6. Sicherheitskennzeichnung nach den Ansprüchen 1 bis 4, dadurch gekennzeichnet, daß die fluoreszierenden Substanzen dem zu kennzeichnenden Material in Form größerer Partikel oder Elemente zugefügt werden.
7. Sicherheitskennzeichnung nach den Ansprüchen 1 bis 4, dadurch gekennzeichnet, daß die fluoreszierenden Substanzen auf das zu kennzeichnende Material in Form eines Anstriches oder einer Beschichtung, insbesondere in Form eines Druckes aufgebracht werden.
8. Sicherheitskennzeichnung nach Anspruch 7, dadurch gekennzeichnet, daß solche Bindemittel und Hilfsstoffe verwendet werden, die ultraviolette Strahlung der Wellenlänge 254 nm nicht oder nur sehr geringfügig absorbieren.
9. Sicherheitskennzeichnung nach Anspruch 7, dadurch gekennzeichnet, daß die zu bedruckende Oberfläche zuerst vollständig mit einem neutralen Grunddruck versehen wird, der bezüglich seiner Oberflächen­ beschaffenheit, Färbung, Lichtreflexion, Glanz und Griff, gleich oder praktisch gleich den entsprechenden Eigenschaften des Druckes der Sicherheitskennzeichnung ist.

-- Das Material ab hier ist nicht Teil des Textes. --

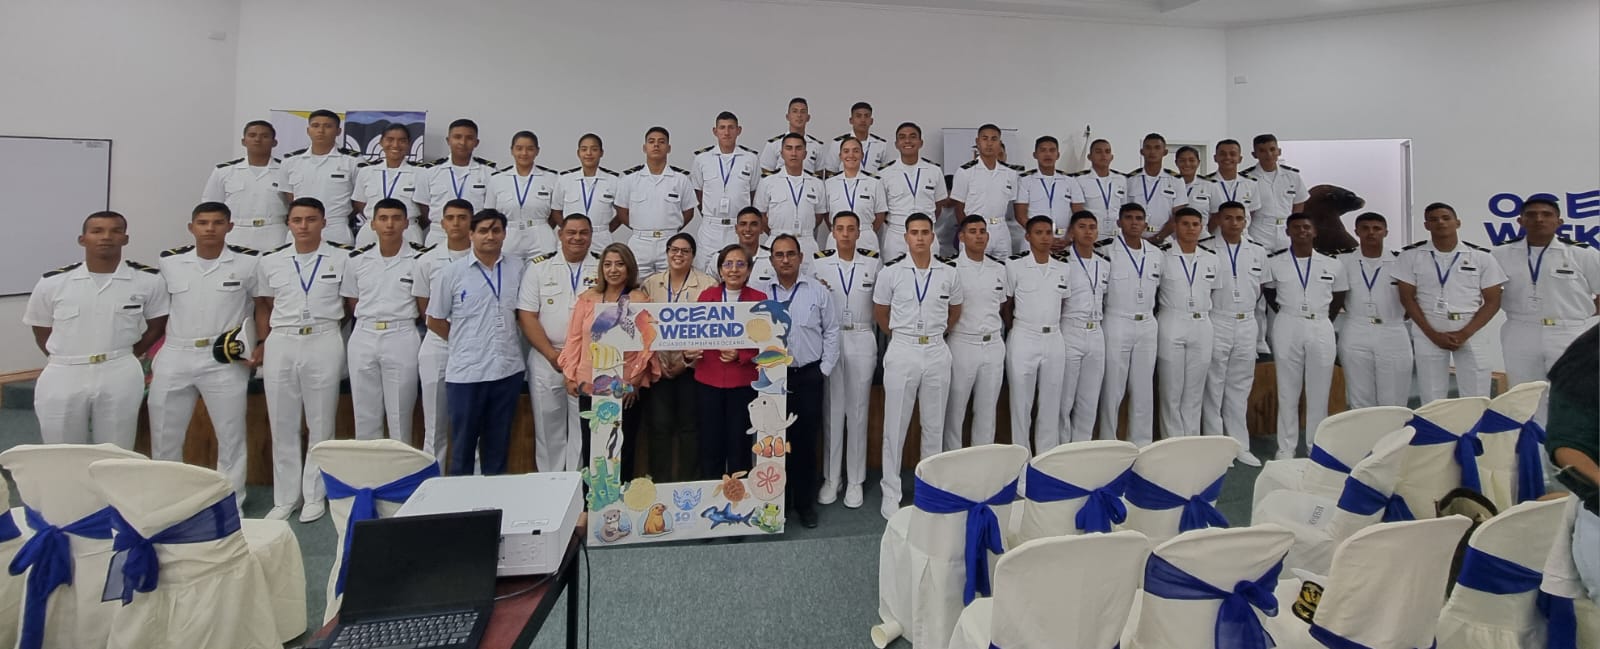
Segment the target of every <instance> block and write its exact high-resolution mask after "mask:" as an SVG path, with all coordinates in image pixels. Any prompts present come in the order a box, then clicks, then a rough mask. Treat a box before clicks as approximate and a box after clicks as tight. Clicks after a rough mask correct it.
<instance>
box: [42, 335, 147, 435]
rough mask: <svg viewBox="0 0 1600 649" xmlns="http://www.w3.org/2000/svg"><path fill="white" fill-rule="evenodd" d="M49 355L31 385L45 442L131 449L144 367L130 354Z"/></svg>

10. Sicherheitskennzeichnung nach den Ansprüchen 1 bis 4 und 7, dadurch gekennzeichnet, daß die zu beschichtende oder zu bedruckende Oberfläche durch physikalische oder drucktechnische Maßnahmen, beispielsweise durch Anwendung der Rastertechnik, den Oberflächeneigenschaften der Sicherheits­ kennzeichnung völlig oder weitgehend angeglichen wird.
11. Sicherheitskennzeichnung nach den Ansprüchen 7 bis 10, dadurch gekennzeichnet, daß die Oberfläche des zu kennzeichnenden Materials keine Substanzen enthält, die bei langwelliger UV-Strahlung von 365 nm fluoreszieren.
12. Vorrichtung, gemäß Figur, zur Erkennung und Auswertung der Sicherheitskennzeichnung nach den Ansprüchen 1 bis 11, gekennzeichnet durch ein abgeschlossenes Gehäuse 1, mit einer nach unten offenen Trennwand 2, enthaltend einen Eingangsschlitz 3 zum Einführen des zu prüfenden Papiers, z. B. einer Banknote, ein Sichtfenster 4 zum Beobachten der eingeführten Banknote, zwei Energiequellen 5 und 5a für die Zuführung energiereicher Strahlung unterschiedlicher Wellenlänge und einen Ausgangsschlitz 6 zum Herausnehmen der geprüften Banknote 7.